Deep decarbonisation of the power sector emphasises the urgent need for increased integration of variable renewable energy (VRE) sources such as wind and solar. While VRE provides emission-free and cost-effective energy in its operations, its intermittent production necessitates utilisation of variation-management mechanisms, such as storage, transmission, and demand-side response. In this context, the Nordic countries aim for strategic leadership in navigating the complexities of the sustainable-energy transition by leveraging existing flexible capacities, particularly hydro reservoirs.

However, flexible producers’ incentives may differ from those of society in a deregulated electricity industry such as that of the Nordic region. Large power companies may have enough flexible capacity to manipulate electricity prices through their own generation output. This market power could increase in a future power system with higher VRE output that needs more flexibility. Furthermore, the dynamics introduced by CO2 pricing, combined with the emergence of prosumers, who are agents engaged in both electricity consumption and generation, may bolster firms’ scope for strategic behaviour, thereby exacerbating unfavourable economic and environmental outcomes.

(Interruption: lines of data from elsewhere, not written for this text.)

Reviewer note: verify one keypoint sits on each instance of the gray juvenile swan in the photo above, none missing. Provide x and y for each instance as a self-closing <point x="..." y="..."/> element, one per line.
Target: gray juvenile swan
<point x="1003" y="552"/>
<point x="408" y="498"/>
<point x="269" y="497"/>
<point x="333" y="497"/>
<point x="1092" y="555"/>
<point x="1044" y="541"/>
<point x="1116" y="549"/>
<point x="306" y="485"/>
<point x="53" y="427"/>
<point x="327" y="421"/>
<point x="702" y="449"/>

Simultaneously, policymakers face the formidable challenge of integrating intermittent output from VRE, even in a well-functioning power sector with flexible generation. The misalignment of incentives between producers and society, compounded by political constraints that prevent accurate pricing of CO2 emissions according to social costs, complicates the challenging landscape of decarbonisation. Therefore, transmission planning must be proactively recalibrated to account for economic and environmental distortions to mitigate welfare losses from imperfect competition and incomplete CO2 pricing.

This thesis utilises a game-theoretic framework to capture the behavioural dynamics of agents and the optimal transmission-expansion strategy in a VRE-dominated power system. Such an approach reflects the complex interactions between firms’ strategic incentives and climate-policy imperatives, thereby enabling a thorough understanding of the complex challenges of transitioning to a decarbonised power system.